Reshaping Data with pandas in Python

Pandas DataFrames are commonly used in Python for data analysis, with observations containing values or variables related to a single object and variables representing attributes across all observations.

24 de fev. de 2023

Have this cheat sheet at your fingertips

Download PDF

Definitions

The majority of data analysis in Python is performed in pandas DataFrames. These are rectangular datasets consisting of rows and columns.
An observation contains all the values or variables related to a single instance of the objects being analyzed. For example, in a dataset of movies, each movie would be an observation.
A variable is an attribute for the object, across all the observations. For example, the release dates for all the movies.
Tidy data provides a standard way to organize data. Having a consistent shape for datasets enables you to worry less about data structures and more on getting useful results. The principles of tidy data are:

1. Every column is a variable.
2. Every row is an observation.
3. Every cell is a single value.

Datasets used throughout this cheat sheet

Throughout this cheat sheet we will use a dataset of the top grossing movies of all time, stored as movies.

title	release_year	release_month	release_day	directors	box_office_busd
Avatar	2009	12	18	James Cameron	2.922
Avengers: Endgame	2019	4	22	Anthony Russo,Joe Russo	2.798
Titanic	1997	11	01	James Cameron	2.202
Star Wars Ep. VII: The Force Awakens	2015	12	14	J. J. Abrams	2.068
Avengers: Infinity War	2018	4	23	Anthony Russo,Joe Russo	2.048

The second dataset involves an experiment with the number of unpopped kernels in bags of popcorn, adapted from the Popcorn dataset in the R's Stat2Data package.

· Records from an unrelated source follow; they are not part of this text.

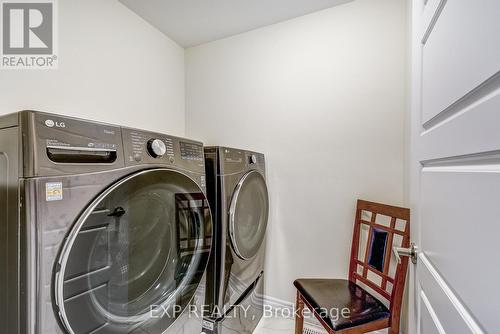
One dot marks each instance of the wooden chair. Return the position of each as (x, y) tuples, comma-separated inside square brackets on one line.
[(374, 291)]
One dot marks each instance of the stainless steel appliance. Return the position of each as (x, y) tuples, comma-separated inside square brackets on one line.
[(238, 196), (103, 229)]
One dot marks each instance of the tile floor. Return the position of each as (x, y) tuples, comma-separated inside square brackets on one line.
[(281, 326)]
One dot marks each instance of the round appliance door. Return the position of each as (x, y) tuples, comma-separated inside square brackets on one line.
[(248, 214), (135, 257)]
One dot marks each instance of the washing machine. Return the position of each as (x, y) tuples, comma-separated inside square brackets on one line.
[(237, 192), (103, 230)]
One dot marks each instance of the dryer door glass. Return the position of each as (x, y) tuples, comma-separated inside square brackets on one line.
[(134, 260), (248, 215)]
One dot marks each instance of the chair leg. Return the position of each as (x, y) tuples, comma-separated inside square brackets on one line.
[(299, 317)]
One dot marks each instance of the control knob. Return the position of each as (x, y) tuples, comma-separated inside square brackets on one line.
[(156, 148)]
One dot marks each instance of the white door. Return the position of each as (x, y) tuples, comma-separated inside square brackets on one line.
[(455, 178)]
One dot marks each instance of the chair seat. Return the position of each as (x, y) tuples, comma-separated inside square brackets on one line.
[(324, 295)]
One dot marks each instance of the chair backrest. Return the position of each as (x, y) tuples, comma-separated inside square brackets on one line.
[(377, 229)]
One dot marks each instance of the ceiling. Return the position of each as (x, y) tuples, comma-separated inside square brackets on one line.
[(194, 22)]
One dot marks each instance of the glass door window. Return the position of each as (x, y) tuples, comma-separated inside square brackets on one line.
[(248, 215), (136, 256)]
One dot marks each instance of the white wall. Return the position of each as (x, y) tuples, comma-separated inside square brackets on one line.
[(113, 67), (323, 96)]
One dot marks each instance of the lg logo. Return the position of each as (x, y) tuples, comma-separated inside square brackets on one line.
[(50, 123)]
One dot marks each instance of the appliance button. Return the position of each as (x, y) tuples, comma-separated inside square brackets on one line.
[(156, 148)]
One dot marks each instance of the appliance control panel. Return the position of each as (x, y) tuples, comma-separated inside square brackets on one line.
[(141, 147)]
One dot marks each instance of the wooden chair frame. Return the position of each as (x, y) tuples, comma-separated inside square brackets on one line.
[(395, 297)]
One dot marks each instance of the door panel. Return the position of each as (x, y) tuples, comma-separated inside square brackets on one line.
[(474, 130), (455, 166), (459, 209), (460, 54), (138, 250)]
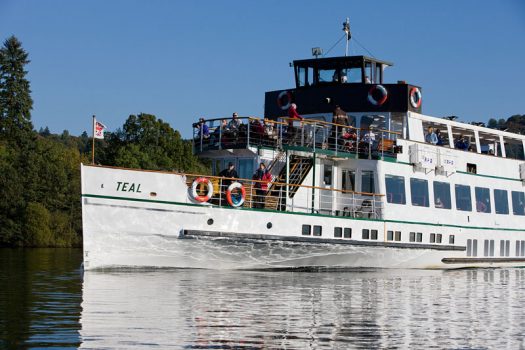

brand	trial_1	trial_2	trial_3	trial_4	trial_5	trial_6
Orville	26	35	18	14	8	6
Seaway	47	47	14	34	21	37

The third dataset is JSON data about music containing nested elements. The JSON is parsed into nested lists using read_json() from the pandas package. Notice that each element in the singles column is a list of dictionaries.

artist	singles
Bad Bunny	`[{'title': 'Gato de Noche', 'tracks': [{'title': 'Gato de Noche', 'collaborator': 'Ñengo Flow'}]}, {'title': 'La Jumpa', 'tracks': [{'title': 'La Jumpa', 'collaborator': 'Arcángel'}]}]`


Drake	`[{'title': 'Scary Hours 2', 'tracks': [{'title': "What's Next"}, {'title': 'Wants and Needs', 'collaborator': 'Lil Baby'}, {'title': 'Lemon Pepper Freestyle', 'collaborator': 'Rick Ross'}]}]`

The fourth dataset is a synthetic dataset containing attributes of people. sex is a character vector, and hair_color is a factor.

sex	hair_color	height_cm	weight_kg
female	brown	166	72
male	blonde	184
female	black	153
male	black	192	93

The fifth dataset, pig_feed, shows weight gain in pigs from additives to their feed. There is a multi-index on the columns.

Antibiotic	No		Yes
B12	No	Yes	No	Yes
	19	22	3	54

Working with indexes

# Move columns to the index with .set_index()
movies_indexed = movies.set_index("title")

# Move index to columns with .reset_index()
movies_indexed.reset_index()

# Replace index, left joining new index to existing data with .reindex()
avengers_index = ["The Avengers", "Avengers: Age of Ultron", "Avengers: Infinity War", "Avengers: Endgame"]
movies_indexed.reindex(avengers_index)
# Equivalent to pd.DataFrame(index=avengers_index) \

#     .merge(movies_indexed, how="left", left_index=True, right_index=True)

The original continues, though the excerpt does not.